Sa reconnaissance de culpabilité lui évite un procès au palais de justice de Scarborough, en Ontario. Elle survient à la suite d’une enquête policière « complexe et aux répercussions profondes » menée par la police de Toronto. L’affaire a révélé des faiblesses majeures dans les mécanismes de sécurité des réseaux de Rogers, Telus et Bell Mobilité, qui ont été largement colmatées depuis.

L’avocat de M. Bensaci a demandé une évaluation psychologique de son client avant que soit déterminée la sanction qui lui sera imposée, affirmant qu’il a été « utilisé » pour commettre ces crimes. M. Bensaci pourrait, selon une source policière de La Presse, avoir joué un rôle au sein d’un cercle de jeunes fraudeurs nord-américains soupçonné d’avoir volé pour plus de 100 millions de dollars de cryptomonnaies en 2019 et 2020, en exploitant une technique de piratage de téléphones, l’usurpation de carte SIM (SIM swap).

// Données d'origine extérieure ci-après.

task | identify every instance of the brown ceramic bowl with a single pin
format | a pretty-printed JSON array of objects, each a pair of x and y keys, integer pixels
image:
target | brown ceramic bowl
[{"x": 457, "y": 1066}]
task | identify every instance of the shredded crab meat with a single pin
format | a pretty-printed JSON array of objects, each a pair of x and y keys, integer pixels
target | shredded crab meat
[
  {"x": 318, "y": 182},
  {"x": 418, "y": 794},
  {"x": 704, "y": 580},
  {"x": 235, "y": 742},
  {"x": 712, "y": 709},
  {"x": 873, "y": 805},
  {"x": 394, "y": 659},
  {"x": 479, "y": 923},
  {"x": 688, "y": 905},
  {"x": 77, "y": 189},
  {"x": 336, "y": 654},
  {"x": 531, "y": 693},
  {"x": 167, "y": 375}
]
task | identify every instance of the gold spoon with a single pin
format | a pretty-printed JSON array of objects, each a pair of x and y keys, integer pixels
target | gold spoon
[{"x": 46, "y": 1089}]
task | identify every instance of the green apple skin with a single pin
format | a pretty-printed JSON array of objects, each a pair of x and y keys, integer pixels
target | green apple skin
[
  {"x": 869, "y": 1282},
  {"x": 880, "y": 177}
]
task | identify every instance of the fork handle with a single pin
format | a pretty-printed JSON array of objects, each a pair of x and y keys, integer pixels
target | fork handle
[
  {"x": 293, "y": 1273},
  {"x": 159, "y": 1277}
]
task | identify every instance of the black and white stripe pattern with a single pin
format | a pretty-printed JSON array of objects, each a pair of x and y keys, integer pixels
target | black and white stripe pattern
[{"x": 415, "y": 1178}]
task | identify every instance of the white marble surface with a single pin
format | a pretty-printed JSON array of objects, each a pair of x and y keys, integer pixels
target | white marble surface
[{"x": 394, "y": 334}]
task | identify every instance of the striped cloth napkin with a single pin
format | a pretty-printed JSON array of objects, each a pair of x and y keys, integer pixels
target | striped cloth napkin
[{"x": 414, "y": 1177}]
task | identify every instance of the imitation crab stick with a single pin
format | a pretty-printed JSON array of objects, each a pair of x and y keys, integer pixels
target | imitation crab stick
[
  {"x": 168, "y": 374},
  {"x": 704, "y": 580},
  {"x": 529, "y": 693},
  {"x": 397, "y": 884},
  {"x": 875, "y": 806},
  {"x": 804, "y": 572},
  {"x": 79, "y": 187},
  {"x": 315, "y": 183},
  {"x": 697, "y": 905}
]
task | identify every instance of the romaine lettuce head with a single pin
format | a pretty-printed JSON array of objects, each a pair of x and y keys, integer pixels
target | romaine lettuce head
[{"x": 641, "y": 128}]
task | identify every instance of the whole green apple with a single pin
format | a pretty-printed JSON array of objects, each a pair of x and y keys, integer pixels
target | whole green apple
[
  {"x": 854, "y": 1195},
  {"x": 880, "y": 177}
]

À l’origine, ce sont les Services secrets américains qui ont mis les autorités canadiennes sur la piste du pirate montréalais.

Dans sa reconnaissance de culpabilité enregistrée le vendredi 21 mai, M. Bensaci a reconnu avoir usurpé, en mai 2019, l’identité de Don Tapscott, un influent homme d’affaires de Toronto, décoré de l’Ordre du Canada, et fondateur du Blockchain Research Institute, qui gère des millions de dollars en cryptomonnaies. En se faisant passer pour un employé d’une succursale de fournisseur de téléphonie, il a convaincu le personnel de Telus de transférer le numéro de téléphone cellulaire de M. Tapscott sur une ligne du réseau de Bell dont il avait le plein contrôle grâce à une carte SIM qui était en sa possession. La carte SIM a été retrouvée dans sa chambre, chez ses parents, lors d’une perquisition menée par les policiers torontois, en collaboration avec des agents de la Sûreté du Québec, en novembre 2019. Quatre ordinateurs portables, six téléphones mobiles et une cinquantaine d’autres cartes SIM ont été saisis lors de cette opération.

Une fois qu’il a eu le contrôle de la ligne téléphonique de M. Tapscott, M. Bensaci s’en est servi pour modifier les mots de passe et « déjouer frauduleusement » les mécanismes d’identification à double facteur mis en place pour protéger les comptes professionnels de l’homme d’affaires.

Le pirate n’a cependant jamais réussi à prendre possession des comptes de cryptomonnaies sous la responsabilité de M. Tapscott.

La Tesla de M. Tapscott piratée

Pour une raison qui demeure mystérieuse, M. Bensaci s’est servi de son accès téléphonique pirate pour « préprogrammer différentes actions » sur le véhicule Tesla personnel de M. Tapscott. « Il a fait sonner le klaxon pendant toute la nuit, et ça a agacé mes voisins. Il a aussi ouvert le capot à distance, déverrouillé les portes et monté le chauffage au maximum », affirme M. Tapscott, joint au téléphone par La Presse vendredi.

Je n’ai aucune idée de la raison pour laquelle il a fait ça, mais ç’a été une grosse erreur de sa part. Je me suis fait expliquer que le numéro d’identification unique de ma voiture a permis de remonter jusqu’à lui. Mon impression est qu’il a fait une erreur idiote.

Don Tapscott

Les aveux de M. Bensaci révèlent qu’il a utilisé la même technique de piratage par SIM swap pour prendre le contrôle des cellulaires de quatre autres hommes d’affaires canadiens impliqués dans l’industrie des cryptomonnaies. Il a cependant échoué, dans tous ces cas, à leur voler leurs portefeuilles de cryptomonnaies, se butant chaque fois à des mécanismes de protection d’entreprise particulièrement robustes.

Brian Mosoff, une des victimes, qui dirige la société cotée en Bourse Ether Capital Corporation, s’est dit « épaté » par la rapidité avec laquelle les policiers torontois ont réussi à conclure leur enquête. « Le pirate a mené une attaque extrêmement complexe, qui a nécessité une préparation méticuleuse, nécessitant des jours, des semaines, voire des mois de travail. J’ai de la difficulté à croire qu’il a fait cela alors qu’il avait des problèmes de santé mentale. Son attaque était trop sophistiquée pour cela. Je n’y crois pas », a-t-il commenté, en réaction à la demande de l’avocat de M. Bensaci de lui faire subir une évaluation psychologique avant que sa peine soit déterminée.

Les fraudes par SIM swap ont connu un bref apogée en 2019 et 2020, après qu’un groupe de jeunes pirates a popularisé la technique sur des forums de jeux vidéo.

Bell, Telus et Rogers ont assez rapidement pris des mesures pour s’assurer que l’arnaque cesse, exigeant désormais que les cartes SIM de leurs clients soient protégées par des mots de passe, et que les employés utilisent des codes d’accès plus sophistiqués pour accéder aux fonctions administratives de leurs réseaux.